BALLARAT City Council has spent almost $800,000 to host the city’s first series of ironman events.
The Ironman 70.3 event, which the council confirmed it had secured last month, comes at a cost of more than $250,000 each year.
But the council said the economic benefit to the city would far outweigh the cost.
The first event is scheduled for November 16 and will cost the city $250,000, while the 2015 event will cost $262,500 and the 2016 event $275,625.
It is touted as being as big as the cycling championships in Buninyong and is expected to draw more than 1400 competitors.

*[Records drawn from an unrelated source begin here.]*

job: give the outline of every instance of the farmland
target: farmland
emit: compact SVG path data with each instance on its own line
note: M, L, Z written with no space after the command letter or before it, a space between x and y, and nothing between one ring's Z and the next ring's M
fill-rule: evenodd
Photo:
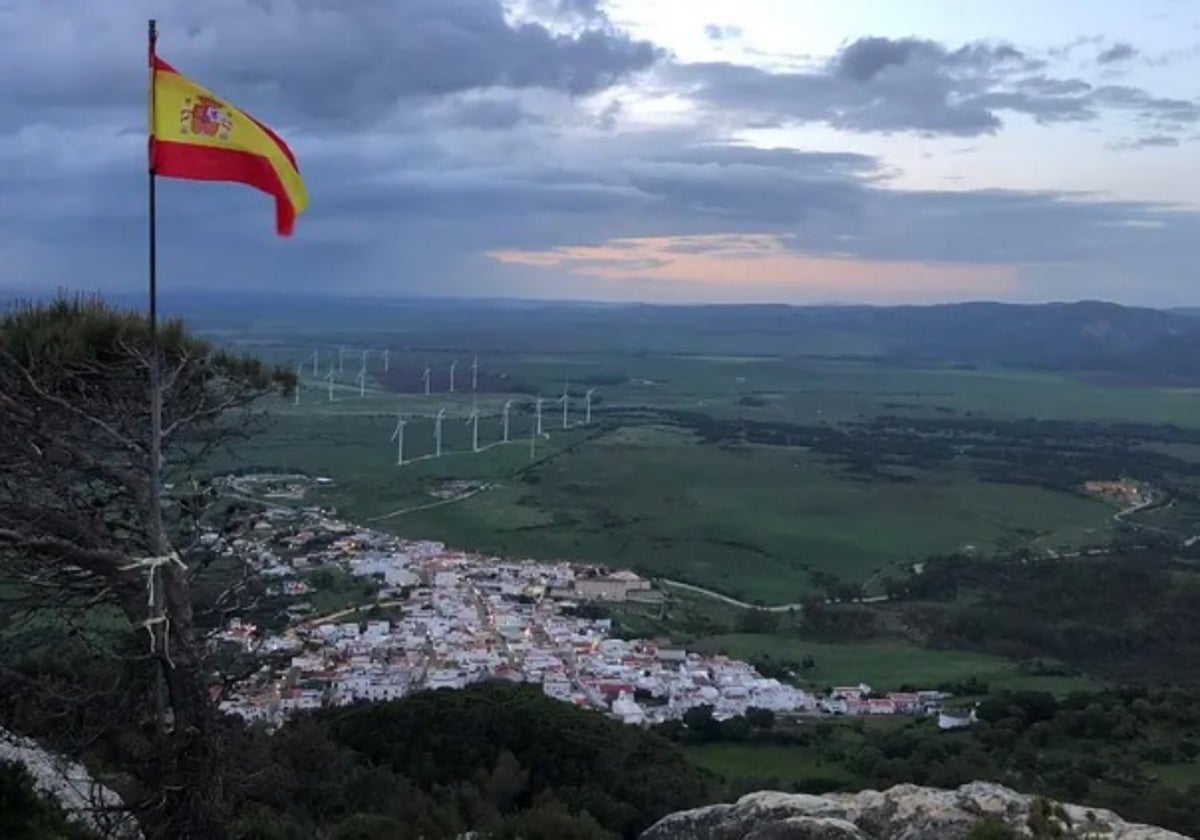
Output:
M1036 569L1013 583L1003 565L989 566L958 595L904 582L947 555L973 566L1059 562L1114 540L1190 534L1200 521L1191 386L893 357L887 341L789 332L771 312L385 310L359 310L353 324L336 311L210 324L221 344L300 374L298 399L266 400L265 431L214 471L320 475L331 481L316 500L372 527L505 557L632 568L749 604L901 596L766 628L679 590L662 610L613 611L627 635L669 636L780 673L809 658L797 672L806 683L974 679L1062 694L1093 685L1080 676L1093 667L1106 678L1137 673L1054 641L1082 637L1056 635L1057 596L1037 587ZM1080 490L1119 477L1154 487L1164 503L1117 521L1120 502ZM1119 562L1182 580L1164 558ZM953 565L937 568L927 584L959 585ZM1073 569L1054 579L1083 573ZM1002 620L1011 608L990 604L993 585L1045 601L1040 641ZM1106 603L1101 594L1092 600ZM1165 614L1182 608L1157 603ZM1098 621L1095 609L1078 612ZM1002 624L1004 639L972 635L977 621ZM1043 653L1048 670L1019 661ZM1054 664L1060 657L1083 670ZM1156 654L1154 667L1167 661Z
M308 346L272 345L269 355L299 361ZM404 381L429 366L445 388L453 360L453 394L427 396L419 379ZM1024 475L1008 480L995 463L989 472L969 458L911 452L889 463L886 445L877 456L867 449L881 445L881 432L919 421L931 424L921 441L953 442L960 430L932 424L981 417L1095 427L1161 423L1182 420L1191 402L1186 392L1117 390L1019 371L544 352L483 356L480 389L467 393L471 360L467 353L396 351L385 373L376 355L360 396L357 354L347 353L344 370L335 372L333 401L327 383L306 367L299 405L272 402L267 431L220 466L326 475L335 484L324 501L351 518L385 517L377 524L411 536L632 567L749 602L780 603L803 597L822 576L864 584L870 593L881 577L931 554L1069 549L1104 544L1111 535L1114 508L1067 481L1056 487ZM557 401L564 386L571 394L566 430ZM593 422L585 425L582 404L591 389ZM534 440L539 393L546 435ZM504 445L502 411L510 400ZM478 454L465 422L473 406L484 450ZM445 454L423 457L433 454L440 409ZM411 462L403 467L389 442L398 415L406 419ZM830 450L829 441L847 429L854 436ZM859 463L848 460L853 451L864 453ZM1170 451L1156 454L1194 463ZM1033 460L1043 459L1034 453ZM1003 459L997 463L1011 470ZM428 506L430 488L448 479L488 487L457 504Z

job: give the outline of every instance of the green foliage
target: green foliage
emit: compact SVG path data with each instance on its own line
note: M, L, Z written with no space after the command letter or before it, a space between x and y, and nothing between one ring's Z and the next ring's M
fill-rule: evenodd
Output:
M708 790L704 777L665 742L546 698L537 687L424 692L326 719L339 741L422 788L493 767L485 788L495 790L497 774L515 773L515 757L528 771L526 795L553 790L569 808L587 810L622 834L702 801ZM511 780L499 787L513 798Z
M905 623L935 647L1057 660L1126 680L1200 679L1200 579L1173 552L935 558L905 597Z
M695 375L699 393L719 390L703 368ZM947 461L938 454L948 449L953 455L952 436L912 441L899 420L894 434L885 435L866 425L812 425L811 407L803 412L805 423L743 419L744 407L728 405L714 405L707 414L663 406L614 409L603 428L553 430L539 444L534 465L525 445L464 457L470 432L462 423L447 423L446 457L397 471L374 442L386 439L394 425L394 395L355 393L330 403L311 389L304 394L308 401L298 408L278 404L281 421L245 447L240 461L225 466L329 475L337 486L321 501L355 519L407 510L379 523L406 536L504 555L605 563L619 556L622 565L748 603L796 602L818 590L842 600L877 594L882 577L872 581L905 558L966 544L987 551L1034 541L1103 542L1112 527L1108 505L1063 492L1069 479L1052 489L1016 472L1007 483L980 481L983 460ZM714 397L717 404L728 398ZM411 412L408 457L429 454L429 415L437 405L424 397L405 399ZM673 398L656 393L653 399ZM469 403L443 401L451 405L450 417L469 411ZM503 403L501 396L480 397L485 444L498 434ZM792 404L780 410L785 417L802 413ZM527 414L514 410L512 422L514 440L525 440ZM1056 445L1039 450L1034 461L1052 463ZM883 466L860 463L872 457L863 454L865 447L887 450L876 456ZM1090 468L1091 457L1080 461L1080 469ZM993 462L1004 463L987 461ZM1096 469L1108 466L1104 461ZM422 508L431 501L429 484L445 478L495 486L462 503ZM847 612L830 616L846 623L820 628L824 638L844 639L848 630L854 638L878 632L869 613Z
M1021 835L999 817L987 817L976 823L963 840L1018 840Z
M20 764L0 762L0 837L4 840L95 840L33 789Z
M1038 797L1029 808L1025 825L1037 840L1071 837L1071 817L1057 802Z
M308 573L307 579L315 591L305 599L312 604L316 615L369 604L379 592L379 584L373 579L352 575L337 566L316 568Z
M210 378L241 380L254 388L278 386L289 390L295 375L249 355L215 351L212 345L189 333L179 319L158 326L164 369L185 357L211 356ZM138 312L117 309L99 298L59 297L50 303L25 303L0 318L0 353L35 373L42 387L56 390L70 383L111 387L114 371L137 368L131 353L150 347L150 323ZM141 377L144 388L144 375ZM186 383L180 383L181 385Z
M716 793L661 737L507 683L326 710L235 746L246 840L632 837Z
M612 840L618 835L605 831L590 814L572 814L550 800L509 817L493 836L496 840Z
M956 694L986 691L985 683L1000 685L1022 676L1016 663L993 654L964 650L930 650L909 642L878 641L838 644L809 642L786 636L732 634L699 639L693 645L706 653L726 653L754 663L760 670L793 672L817 688L857 685L898 690L905 686L953 686ZM974 680L974 681L972 681Z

City of Ballarat general manager of city strategy Natalie Reiter said the event’s benefit to the city would be “significant”.
“It does sound like a lot of money,” Ms Reiter said.
“But that’s the market rate to attract events to any city and if another town had been successful in getting this event that’s what they would have paid.”
Ms Reiter said it was part of the strategy to establish Ballarat as the “capital of the west”, adding Ballarat needed such major events to do so.
A major ironman event, it joins other world class events held in Ballarat including the Road National Cycling Championships and the World Rowing Masters Regatta.
The Courier understands the cycling championships, held each January in Buninyong, costs the city more than $300,000 a year.
Ms Reiter said Channel 7 was a major sponsor of Ironman 70.3, adding the event might receive live television coverage.
Ballarat Regional Tourism chief executive officer George Sossi said the cost was a small investment for what would be a large return.
“In the first year alone we’re expecting more than 1400 competitors, so by the time you add family and friends, we could expect anywhere between five and 10,000 people,” he said.
“The economic impact will be in the millions of dollars.”
The event will feature iconic Ballarat locations including a 1.9-kilometre swim in Lake Wendouree, a 90km cycle along Remembrance Drive under the Arch of Victory and a 21.1km half-marathon run about the lake district.